Hint: Don’t let somebody else determine your behavior.
“Keep what is worth keeping and with the breath of kindness blow the rest away,” wrote English novelist, Dinah Mulock Craik.
Hint: Here’s to making more opportunities to play, laugh, celebrate, and “say it better” in cultivating kindness as life’s genuine “keeper.” Life contains few absolutes, and one of those few is that kindness usually cultivates connection, something we yearn for in a time-pressed, ear-to-the- cell-phone, relationship-diminished culture. After all, the heart can be our strongest muscle if we exercise it regularly. Yet being kind is not a guarantee of safety from hurt — nothing offers that failsafe comfort.
“Kindness and intelligence don’t always deliver us from the pitfalls and traps: there are always failures of love, of will, of imagination. There is no way to take the danger out of human relationships,” wrote Barbara Grizzuti Harrison in an article for McCall‘s magazine way back in 1975. Years ago from my college classmate, Alasi Perdanan, I heard a Persian proverb, “With a sweet tongue of kindness, you can drag an elephant by a hair.”
Boost Your Capacity To Be Kind by Absorbing These Insights
“Constant kindness can accomplish much. As the sun makes ice melt, kindness causes misunderstanding, mistrust, and hostility to evaporate,” wrote Albert Schweitzer.
“He who sows courtesy reaps friendship, and he who plants kindness gathers love,” wrote the Greek religious leader Saint Basil.
Kindness is often unspoken. “An eye can threaten like a loaded and leveled gun, or it can insult like hissing or kicking; or, in its altered mood, by beams of kindness, it can make the heart dance for joy,” wrote Ralph Waldo Emerson. At another time, Emerson wrote, “You cannot do a kindness too soon, for you never know how soon it will be too late.”
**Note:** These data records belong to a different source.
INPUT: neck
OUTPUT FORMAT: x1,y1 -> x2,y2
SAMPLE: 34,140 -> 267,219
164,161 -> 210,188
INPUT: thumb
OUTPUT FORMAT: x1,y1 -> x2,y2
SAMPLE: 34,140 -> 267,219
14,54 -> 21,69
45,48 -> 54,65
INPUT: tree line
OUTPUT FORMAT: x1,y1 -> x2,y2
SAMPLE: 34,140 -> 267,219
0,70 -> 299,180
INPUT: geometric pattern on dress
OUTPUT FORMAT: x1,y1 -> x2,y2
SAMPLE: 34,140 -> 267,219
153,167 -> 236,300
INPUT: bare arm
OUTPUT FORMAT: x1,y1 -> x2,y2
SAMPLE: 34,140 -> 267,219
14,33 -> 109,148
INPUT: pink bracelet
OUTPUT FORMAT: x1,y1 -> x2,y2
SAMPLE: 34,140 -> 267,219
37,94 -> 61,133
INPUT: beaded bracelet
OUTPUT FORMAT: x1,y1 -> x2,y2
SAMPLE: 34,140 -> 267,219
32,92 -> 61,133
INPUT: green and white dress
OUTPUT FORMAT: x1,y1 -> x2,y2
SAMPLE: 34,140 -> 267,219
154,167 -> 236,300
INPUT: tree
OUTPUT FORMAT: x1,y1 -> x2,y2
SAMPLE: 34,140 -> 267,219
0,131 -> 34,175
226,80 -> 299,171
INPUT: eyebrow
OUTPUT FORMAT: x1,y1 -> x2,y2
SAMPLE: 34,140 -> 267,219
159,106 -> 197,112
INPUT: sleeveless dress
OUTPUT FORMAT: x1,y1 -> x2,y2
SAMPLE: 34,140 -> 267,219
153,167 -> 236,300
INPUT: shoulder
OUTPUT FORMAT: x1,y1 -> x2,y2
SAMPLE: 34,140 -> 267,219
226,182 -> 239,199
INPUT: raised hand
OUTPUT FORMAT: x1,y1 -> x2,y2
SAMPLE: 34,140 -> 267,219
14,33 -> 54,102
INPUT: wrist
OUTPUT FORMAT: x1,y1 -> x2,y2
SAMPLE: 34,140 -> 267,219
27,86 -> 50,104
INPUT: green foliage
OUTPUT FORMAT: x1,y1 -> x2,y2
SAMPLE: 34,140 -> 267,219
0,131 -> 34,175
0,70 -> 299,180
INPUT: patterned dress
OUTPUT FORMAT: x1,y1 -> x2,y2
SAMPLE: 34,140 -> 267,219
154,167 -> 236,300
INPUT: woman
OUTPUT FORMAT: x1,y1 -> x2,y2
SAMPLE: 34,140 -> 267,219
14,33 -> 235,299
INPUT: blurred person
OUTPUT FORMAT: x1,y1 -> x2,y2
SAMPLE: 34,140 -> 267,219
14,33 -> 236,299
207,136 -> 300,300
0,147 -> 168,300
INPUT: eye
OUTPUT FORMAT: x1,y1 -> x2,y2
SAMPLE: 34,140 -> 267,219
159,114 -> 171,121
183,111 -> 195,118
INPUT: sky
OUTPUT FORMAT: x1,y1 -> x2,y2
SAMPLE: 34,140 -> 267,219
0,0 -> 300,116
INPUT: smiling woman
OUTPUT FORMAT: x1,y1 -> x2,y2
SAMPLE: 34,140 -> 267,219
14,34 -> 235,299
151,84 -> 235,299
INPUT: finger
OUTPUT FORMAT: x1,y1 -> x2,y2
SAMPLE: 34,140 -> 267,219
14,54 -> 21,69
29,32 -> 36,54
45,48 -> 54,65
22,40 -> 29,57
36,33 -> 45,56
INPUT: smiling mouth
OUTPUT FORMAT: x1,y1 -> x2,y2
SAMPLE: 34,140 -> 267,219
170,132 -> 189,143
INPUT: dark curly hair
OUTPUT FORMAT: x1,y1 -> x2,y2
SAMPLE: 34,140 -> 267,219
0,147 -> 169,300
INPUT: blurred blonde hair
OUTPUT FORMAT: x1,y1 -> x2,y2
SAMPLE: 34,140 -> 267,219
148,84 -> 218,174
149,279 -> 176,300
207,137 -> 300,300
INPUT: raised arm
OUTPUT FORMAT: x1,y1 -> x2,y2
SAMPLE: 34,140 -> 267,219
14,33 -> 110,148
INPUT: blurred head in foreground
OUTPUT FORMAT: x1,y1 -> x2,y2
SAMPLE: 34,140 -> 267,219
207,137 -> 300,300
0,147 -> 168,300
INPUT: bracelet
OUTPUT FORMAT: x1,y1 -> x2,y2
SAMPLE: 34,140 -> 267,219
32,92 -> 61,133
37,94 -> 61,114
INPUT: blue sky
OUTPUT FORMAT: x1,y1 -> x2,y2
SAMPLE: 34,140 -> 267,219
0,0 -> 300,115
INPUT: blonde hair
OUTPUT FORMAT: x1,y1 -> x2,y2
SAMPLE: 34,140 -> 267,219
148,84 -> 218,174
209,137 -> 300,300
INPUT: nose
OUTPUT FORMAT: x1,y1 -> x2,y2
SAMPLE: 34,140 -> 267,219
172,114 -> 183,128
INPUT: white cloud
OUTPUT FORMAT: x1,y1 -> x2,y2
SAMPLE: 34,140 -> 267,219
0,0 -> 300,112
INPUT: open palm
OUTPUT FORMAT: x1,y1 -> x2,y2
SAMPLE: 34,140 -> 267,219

“You may be sorry that you spoke, sorry you stayed or went, sorry you won or lost, sorry so much was spent. But as you go through life, you’ll find — you’re never sorry you were kind,” said Herbert Prochnow.
“Life is made up, not of great sacrifices or duties, but of little things, in which smiles and kindness and small obligations win and preserve the heart,” said English chemist Humphrey Davy.
“We cannot tell the precise moment when friendship is formed. As in filling a vessel drop by drop, there is at last a drop that makes it run over. So in a series of kindness there is, at last, one which makes the heart run over,” once wrote the Scottish lawyer and biographer, James Boswell.
“We are told that people stay in love because of chemistry, or because they remain intrigued with each other, because of many kindnesses, because of luck . . . But part of it has got to be forgiveness and gratefulness,” wrote renowned columnist Ellen Goodman.
“When kindness has left people, even for a few moments, we become afraid of them, as if their reason has left them,” warned Willa Cather. “Write injuries in sand, kindnesses in marble.” ~ French proverb
“Kindness is in our power, even when fondness is not.” ~ Dr. Samuel Johnson.